Au-delà de ces actions réelles et importantes il me semble que la lutte contre la contrebande serait facilitée si le tabac était exclu du champ d'application des législations interdisant les restrictions aux échanges communautaires car il ne constitue pas une marchandise comme les autres, à l'instar de ce qui a été fait pour les aides au tabac qui représentaient un aspect important, de la politique agricole mais, qui dans l'intérêt de la santé publique, ont fait l'objet d'une suppression progressive.

Les avertissements relatifs à la santé sont considérés comme un élément important et efficace d'une politique globale de lutte antitabac. En 2005, la Commission a conçu toute une série d'avertissements illustres qui montrent l'effet néfaste du tabac au moyen d'images fortes. Pour l'instant, les avertissements illustrés ne sont pas obligatoires au sein de l'Union européenne, mais la Commission encourage leur utilisation.

La lutte contre la consommation excessive de tabac, en particulier chez les jeunes a suscité toute l'attention de l'Assemblée nationale lors de l'examen du projet de loi « santé ». En participant à nos débats, j'ai eu le sentiment que l'action forte que nous pouvions conduire au niveau national ne serait efficace que si elle était également relayée au niveau de l'Union européenne qui doit « oublier » les règles du marché unique, lorsque nous sommes en présence de produits nuisibles à la santé comme le tabac.

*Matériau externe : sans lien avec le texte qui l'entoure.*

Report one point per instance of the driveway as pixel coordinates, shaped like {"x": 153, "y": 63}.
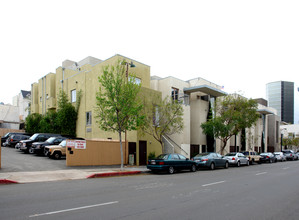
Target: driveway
{"x": 13, "y": 160}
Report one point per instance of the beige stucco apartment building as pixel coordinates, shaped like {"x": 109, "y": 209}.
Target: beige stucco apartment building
{"x": 197, "y": 95}
{"x": 73, "y": 77}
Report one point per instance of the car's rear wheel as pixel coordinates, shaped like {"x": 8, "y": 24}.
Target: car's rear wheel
{"x": 193, "y": 168}
{"x": 212, "y": 166}
{"x": 170, "y": 170}
{"x": 31, "y": 151}
{"x": 57, "y": 155}
{"x": 226, "y": 165}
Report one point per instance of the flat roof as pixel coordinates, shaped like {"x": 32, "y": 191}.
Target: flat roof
{"x": 205, "y": 89}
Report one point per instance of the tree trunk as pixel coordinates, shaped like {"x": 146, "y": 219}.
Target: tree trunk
{"x": 223, "y": 147}
{"x": 121, "y": 151}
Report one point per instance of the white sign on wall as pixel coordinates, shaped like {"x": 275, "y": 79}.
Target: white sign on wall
{"x": 77, "y": 144}
{"x": 80, "y": 144}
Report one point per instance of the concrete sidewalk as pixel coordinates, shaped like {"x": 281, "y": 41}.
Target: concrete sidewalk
{"x": 70, "y": 174}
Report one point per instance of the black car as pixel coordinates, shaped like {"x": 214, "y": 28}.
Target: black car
{"x": 268, "y": 158}
{"x": 25, "y": 145}
{"x": 7, "y": 135}
{"x": 210, "y": 160}
{"x": 12, "y": 140}
{"x": 170, "y": 163}
{"x": 38, "y": 147}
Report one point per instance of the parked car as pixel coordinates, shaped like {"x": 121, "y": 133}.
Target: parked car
{"x": 171, "y": 163}
{"x": 57, "y": 151}
{"x": 268, "y": 157}
{"x": 38, "y": 147}
{"x": 25, "y": 145}
{"x": 210, "y": 160}
{"x": 7, "y": 135}
{"x": 290, "y": 155}
{"x": 237, "y": 159}
{"x": 252, "y": 156}
{"x": 12, "y": 140}
{"x": 280, "y": 156}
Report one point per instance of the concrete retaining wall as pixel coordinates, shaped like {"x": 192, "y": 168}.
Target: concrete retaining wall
{"x": 97, "y": 152}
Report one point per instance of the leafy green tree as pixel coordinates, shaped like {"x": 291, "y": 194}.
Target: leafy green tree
{"x": 233, "y": 113}
{"x": 117, "y": 102}
{"x": 32, "y": 123}
{"x": 162, "y": 117}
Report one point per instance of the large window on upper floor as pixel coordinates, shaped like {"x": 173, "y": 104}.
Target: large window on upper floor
{"x": 174, "y": 94}
{"x": 136, "y": 80}
{"x": 73, "y": 95}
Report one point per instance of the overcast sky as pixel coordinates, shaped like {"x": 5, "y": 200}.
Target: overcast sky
{"x": 241, "y": 45}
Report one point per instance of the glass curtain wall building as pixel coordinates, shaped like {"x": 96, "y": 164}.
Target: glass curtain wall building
{"x": 280, "y": 95}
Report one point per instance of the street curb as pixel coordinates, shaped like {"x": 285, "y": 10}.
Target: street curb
{"x": 110, "y": 174}
{"x": 5, "y": 181}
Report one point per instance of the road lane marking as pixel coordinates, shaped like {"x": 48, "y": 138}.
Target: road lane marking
{"x": 260, "y": 173}
{"x": 210, "y": 184}
{"x": 73, "y": 209}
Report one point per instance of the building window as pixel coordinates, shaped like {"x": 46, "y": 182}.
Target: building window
{"x": 136, "y": 80}
{"x": 88, "y": 118}
{"x": 174, "y": 94}
{"x": 73, "y": 95}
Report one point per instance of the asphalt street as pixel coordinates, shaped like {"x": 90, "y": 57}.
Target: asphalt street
{"x": 267, "y": 191}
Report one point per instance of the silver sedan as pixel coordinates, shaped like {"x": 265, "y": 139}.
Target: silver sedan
{"x": 237, "y": 159}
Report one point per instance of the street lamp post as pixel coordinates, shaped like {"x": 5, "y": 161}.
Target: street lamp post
{"x": 281, "y": 137}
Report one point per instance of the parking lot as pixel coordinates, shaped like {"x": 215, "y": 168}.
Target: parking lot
{"x": 13, "y": 160}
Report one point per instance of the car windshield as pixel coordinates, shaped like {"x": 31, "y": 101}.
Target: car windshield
{"x": 33, "y": 137}
{"x": 50, "y": 140}
{"x": 230, "y": 154}
{"x": 202, "y": 155}
{"x": 162, "y": 157}
{"x": 6, "y": 135}
{"x": 63, "y": 143}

Les propositions que nous vous proposons d'adopter au texte initial sont mineures et souvent formelles.

Il convient de promouvoir le développement du paquet neutre en Europe sur la base d'éléments objectifs. C'est pourquoi il est demandé à la Commission européenne d'évaluer les effets, au niveau de l'Union européenne, de l'adoption du paquet neutre par plusieurs États membres et que nous appelons le gouvernement à promouvoir auprès de ses partenaires européens l'introduction du paquet neutre à l'instar de la France, l'Irlande et le Royaume Uni, sur le fondement de l'article 24 paragraphe 2 de la directive 201440UE ;

Pour lutter contre la contrebande et la tabagisme des jeunes nous appelons les États membres à une harmonisation fiscale par le haut du prix du tabac afin de renforcer les effets positifs de la hausse du prix du tabac sur la consommation et afin que les zones frontalières ne soient plus soumises à des disparités de prix neutralisant les effets d'une politique fiscale ambitieuse de lutte contre le tabac.

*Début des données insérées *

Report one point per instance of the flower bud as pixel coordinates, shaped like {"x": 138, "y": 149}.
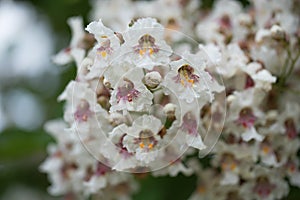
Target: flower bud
{"x": 152, "y": 79}
{"x": 169, "y": 109}
{"x": 277, "y": 32}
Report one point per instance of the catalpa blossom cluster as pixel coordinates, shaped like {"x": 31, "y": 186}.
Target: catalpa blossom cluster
{"x": 149, "y": 99}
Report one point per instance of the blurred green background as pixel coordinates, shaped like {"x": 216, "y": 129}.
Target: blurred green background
{"x": 23, "y": 150}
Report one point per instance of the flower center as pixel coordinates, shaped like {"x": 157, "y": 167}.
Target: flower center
{"x": 290, "y": 128}
{"x": 83, "y": 111}
{"x": 127, "y": 92}
{"x": 123, "y": 150}
{"x": 105, "y": 48}
{"x": 186, "y": 76}
{"x": 146, "y": 140}
{"x": 246, "y": 118}
{"x": 190, "y": 124}
{"x": 263, "y": 187}
{"x": 146, "y": 45}
{"x": 102, "y": 169}
{"x": 228, "y": 162}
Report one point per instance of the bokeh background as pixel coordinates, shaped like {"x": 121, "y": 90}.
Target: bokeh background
{"x": 31, "y": 31}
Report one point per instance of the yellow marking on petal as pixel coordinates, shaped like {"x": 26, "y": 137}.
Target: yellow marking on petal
{"x": 151, "y": 51}
{"x": 142, "y": 145}
{"x": 141, "y": 52}
{"x": 191, "y": 81}
{"x": 182, "y": 82}
{"x": 150, "y": 146}
{"x": 84, "y": 117}
{"x": 103, "y": 54}
{"x": 232, "y": 166}
{"x": 266, "y": 149}
{"x": 201, "y": 189}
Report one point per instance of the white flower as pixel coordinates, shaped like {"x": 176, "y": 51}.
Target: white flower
{"x": 130, "y": 93}
{"x": 145, "y": 45}
{"x": 106, "y": 49}
{"x": 143, "y": 139}
{"x": 188, "y": 79}
{"x": 64, "y": 56}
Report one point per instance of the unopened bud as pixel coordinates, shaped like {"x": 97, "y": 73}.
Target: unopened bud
{"x": 152, "y": 79}
{"x": 277, "y": 32}
{"x": 170, "y": 109}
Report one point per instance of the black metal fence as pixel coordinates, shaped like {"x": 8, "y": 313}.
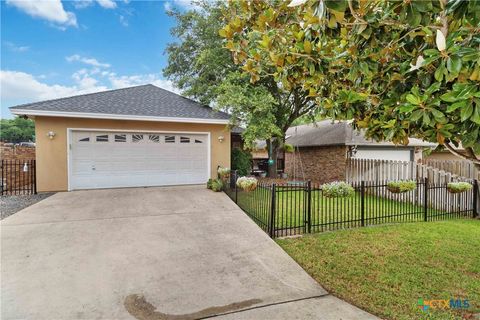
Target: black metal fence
{"x": 283, "y": 209}
{"x": 18, "y": 177}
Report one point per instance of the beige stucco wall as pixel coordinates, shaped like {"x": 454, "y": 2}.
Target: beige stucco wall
{"x": 52, "y": 172}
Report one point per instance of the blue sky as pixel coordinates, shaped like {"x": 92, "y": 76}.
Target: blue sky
{"x": 51, "y": 49}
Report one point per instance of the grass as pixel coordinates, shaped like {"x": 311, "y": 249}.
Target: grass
{"x": 386, "y": 269}
{"x": 330, "y": 213}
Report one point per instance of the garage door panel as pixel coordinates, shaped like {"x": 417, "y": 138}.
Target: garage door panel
{"x": 136, "y": 159}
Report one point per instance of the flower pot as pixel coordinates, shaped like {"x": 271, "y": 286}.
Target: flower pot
{"x": 451, "y": 190}
{"x": 396, "y": 190}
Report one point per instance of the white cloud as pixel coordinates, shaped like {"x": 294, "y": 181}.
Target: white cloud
{"x": 136, "y": 80}
{"x": 107, "y": 4}
{"x": 123, "y": 21}
{"x": 167, "y": 6}
{"x": 187, "y": 4}
{"x": 24, "y": 86}
{"x": 15, "y": 48}
{"x": 51, "y": 11}
{"x": 27, "y": 87}
{"x": 89, "y": 61}
{"x": 81, "y": 4}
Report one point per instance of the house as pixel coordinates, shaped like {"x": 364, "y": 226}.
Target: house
{"x": 321, "y": 150}
{"x": 445, "y": 154}
{"x": 132, "y": 137}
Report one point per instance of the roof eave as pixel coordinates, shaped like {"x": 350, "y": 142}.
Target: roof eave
{"x": 64, "y": 114}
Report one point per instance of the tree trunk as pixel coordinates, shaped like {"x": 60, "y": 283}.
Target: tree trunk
{"x": 273, "y": 148}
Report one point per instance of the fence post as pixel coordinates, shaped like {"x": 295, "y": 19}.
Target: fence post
{"x": 309, "y": 206}
{"x": 425, "y": 199}
{"x": 271, "y": 229}
{"x": 34, "y": 176}
{"x": 362, "y": 202}
{"x": 475, "y": 197}
{"x": 236, "y": 188}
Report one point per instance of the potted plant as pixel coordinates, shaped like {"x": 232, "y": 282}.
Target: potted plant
{"x": 217, "y": 185}
{"x": 337, "y": 189}
{"x": 223, "y": 172}
{"x": 209, "y": 183}
{"x": 247, "y": 183}
{"x": 458, "y": 187}
{"x": 401, "y": 186}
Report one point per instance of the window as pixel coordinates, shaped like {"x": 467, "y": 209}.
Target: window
{"x": 102, "y": 138}
{"x": 154, "y": 138}
{"x": 137, "y": 137}
{"x": 120, "y": 138}
{"x": 169, "y": 139}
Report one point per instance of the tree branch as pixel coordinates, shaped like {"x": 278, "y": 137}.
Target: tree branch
{"x": 458, "y": 154}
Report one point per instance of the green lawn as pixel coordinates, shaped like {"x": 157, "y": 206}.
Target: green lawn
{"x": 328, "y": 213}
{"x": 386, "y": 269}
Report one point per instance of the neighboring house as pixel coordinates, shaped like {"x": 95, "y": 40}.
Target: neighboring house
{"x": 444, "y": 154}
{"x": 260, "y": 158}
{"x": 321, "y": 150}
{"x": 132, "y": 137}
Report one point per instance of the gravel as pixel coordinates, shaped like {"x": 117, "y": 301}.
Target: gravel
{"x": 12, "y": 204}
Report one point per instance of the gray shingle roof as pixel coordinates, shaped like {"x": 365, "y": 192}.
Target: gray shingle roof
{"x": 328, "y": 133}
{"x": 144, "y": 100}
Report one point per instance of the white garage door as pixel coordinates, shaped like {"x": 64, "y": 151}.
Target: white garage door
{"x": 136, "y": 159}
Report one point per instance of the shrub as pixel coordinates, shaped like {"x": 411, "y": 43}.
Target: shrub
{"x": 247, "y": 183}
{"x": 458, "y": 187}
{"x": 401, "y": 186}
{"x": 223, "y": 172}
{"x": 209, "y": 183}
{"x": 217, "y": 185}
{"x": 241, "y": 161}
{"x": 337, "y": 189}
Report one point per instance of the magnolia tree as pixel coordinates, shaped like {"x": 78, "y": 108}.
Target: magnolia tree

Cette politique doit être complétée par un renforcement de la lutte contre les achats transfrontaliers illicites de tabac, par une application rapide de l'article 18 de la directive 201440UE « relative au rapprochement des dispositions législatives, réglementaires et administratives des États membres en matière de fabrication, de présentation et de vente des produits du tabac et des produits connexes, et abrogeant la directive 200137CE, », et demande dans cette perspective à la Commission européenne de préciser les modalités pratiques de mise en oeuvre par les États de « l'interdiction de la vente à distance transfrontalière de produits du tabac ».

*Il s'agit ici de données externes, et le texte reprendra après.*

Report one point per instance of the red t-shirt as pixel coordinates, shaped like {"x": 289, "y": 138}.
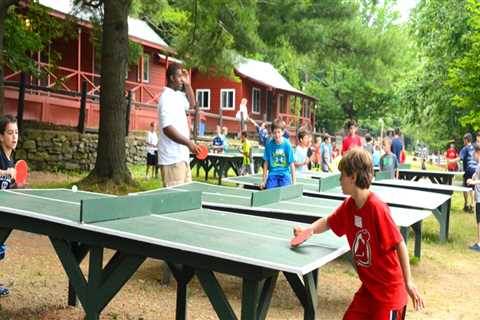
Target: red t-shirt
{"x": 350, "y": 142}
{"x": 373, "y": 237}
{"x": 451, "y": 154}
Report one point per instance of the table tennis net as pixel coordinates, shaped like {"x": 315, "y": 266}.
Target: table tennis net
{"x": 105, "y": 209}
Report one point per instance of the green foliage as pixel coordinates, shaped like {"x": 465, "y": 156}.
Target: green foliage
{"x": 464, "y": 74}
{"x": 438, "y": 29}
{"x": 29, "y": 31}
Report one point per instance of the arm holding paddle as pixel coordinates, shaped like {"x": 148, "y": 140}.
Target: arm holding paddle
{"x": 412, "y": 291}
{"x": 10, "y": 172}
{"x": 264, "y": 175}
{"x": 173, "y": 134}
{"x": 303, "y": 234}
{"x": 294, "y": 173}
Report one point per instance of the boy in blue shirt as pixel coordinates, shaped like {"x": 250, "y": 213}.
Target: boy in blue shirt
{"x": 469, "y": 168}
{"x": 278, "y": 165}
{"x": 218, "y": 141}
{"x": 475, "y": 182}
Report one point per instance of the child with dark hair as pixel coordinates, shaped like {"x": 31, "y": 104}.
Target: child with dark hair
{"x": 326, "y": 154}
{"x": 8, "y": 143}
{"x": 389, "y": 162}
{"x": 246, "y": 149}
{"x": 475, "y": 182}
{"x": 278, "y": 165}
{"x": 378, "y": 249}
{"x": 352, "y": 140}
{"x": 302, "y": 159}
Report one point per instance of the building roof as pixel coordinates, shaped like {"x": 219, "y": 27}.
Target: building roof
{"x": 136, "y": 28}
{"x": 266, "y": 74}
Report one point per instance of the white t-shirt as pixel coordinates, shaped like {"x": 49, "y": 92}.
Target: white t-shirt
{"x": 171, "y": 112}
{"x": 151, "y": 138}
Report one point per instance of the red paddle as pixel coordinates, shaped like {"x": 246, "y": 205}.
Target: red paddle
{"x": 21, "y": 169}
{"x": 202, "y": 152}
{"x": 301, "y": 237}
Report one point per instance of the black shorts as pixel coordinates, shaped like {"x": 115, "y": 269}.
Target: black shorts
{"x": 468, "y": 175}
{"x": 152, "y": 159}
{"x": 477, "y": 211}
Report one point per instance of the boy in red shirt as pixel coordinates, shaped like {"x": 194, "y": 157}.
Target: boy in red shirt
{"x": 352, "y": 140}
{"x": 378, "y": 249}
{"x": 451, "y": 155}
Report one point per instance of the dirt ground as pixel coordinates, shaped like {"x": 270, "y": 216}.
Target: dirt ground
{"x": 447, "y": 276}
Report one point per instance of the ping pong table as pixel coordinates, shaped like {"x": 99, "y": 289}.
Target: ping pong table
{"x": 289, "y": 204}
{"x": 436, "y": 176}
{"x": 173, "y": 227}
{"x": 418, "y": 185}
{"x": 328, "y": 187}
{"x": 221, "y": 163}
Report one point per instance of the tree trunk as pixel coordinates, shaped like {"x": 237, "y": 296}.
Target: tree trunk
{"x": 111, "y": 163}
{"x": 4, "y": 5}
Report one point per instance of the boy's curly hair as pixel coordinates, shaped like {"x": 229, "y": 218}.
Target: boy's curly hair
{"x": 359, "y": 162}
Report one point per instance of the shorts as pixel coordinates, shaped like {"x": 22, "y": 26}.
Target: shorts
{"x": 468, "y": 175}
{"x": 177, "y": 173}
{"x": 275, "y": 181}
{"x": 361, "y": 308}
{"x": 477, "y": 211}
{"x": 246, "y": 169}
{"x": 152, "y": 159}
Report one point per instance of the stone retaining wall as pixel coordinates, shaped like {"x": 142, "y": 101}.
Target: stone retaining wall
{"x": 63, "y": 150}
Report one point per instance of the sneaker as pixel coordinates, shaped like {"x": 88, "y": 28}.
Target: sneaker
{"x": 4, "y": 291}
{"x": 475, "y": 247}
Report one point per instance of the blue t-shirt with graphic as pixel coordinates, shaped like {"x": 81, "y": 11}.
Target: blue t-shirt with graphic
{"x": 262, "y": 135}
{"x": 469, "y": 163}
{"x": 278, "y": 157}
{"x": 218, "y": 141}
{"x": 397, "y": 147}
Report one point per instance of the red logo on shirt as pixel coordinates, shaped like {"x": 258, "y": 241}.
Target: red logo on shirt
{"x": 362, "y": 252}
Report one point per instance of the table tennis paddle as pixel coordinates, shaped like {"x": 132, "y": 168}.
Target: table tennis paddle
{"x": 301, "y": 237}
{"x": 21, "y": 169}
{"x": 202, "y": 152}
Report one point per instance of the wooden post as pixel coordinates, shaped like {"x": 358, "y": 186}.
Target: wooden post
{"x": 21, "y": 101}
{"x": 129, "y": 106}
{"x": 83, "y": 106}
{"x": 79, "y": 57}
{"x": 196, "y": 119}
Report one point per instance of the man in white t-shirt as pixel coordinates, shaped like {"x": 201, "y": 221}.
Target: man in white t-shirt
{"x": 174, "y": 146}
{"x": 151, "y": 142}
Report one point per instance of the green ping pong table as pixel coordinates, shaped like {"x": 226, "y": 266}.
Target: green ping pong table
{"x": 329, "y": 188}
{"x": 221, "y": 163}
{"x": 173, "y": 227}
{"x": 435, "y": 176}
{"x": 287, "y": 203}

Enfin, malgré les contraintes budgétaires, il nous semble que la Commission européenne devrait accroître sa participation financière aux campagnes nationales de lutte contre le tabac.

En conclusion, l'approche adoptée par l'Union européenne à l'égard de la lutte antitabac – législation, campagnes et accords internationaux – est parvenue à limiter le tabagisme en Europe. Depuis quelques années, les fumeurs sont moins nombreux et les citoyens en savent davantage sur les effets néfastes du tabac.

Il nous faut néanmoins aller plus loin, d'où notre proposition d'adoption de la proposition de résolution européenne (n° 2716), appelant à une coordination des politiques européennes en matière de prévention et de lutte contre le tabac.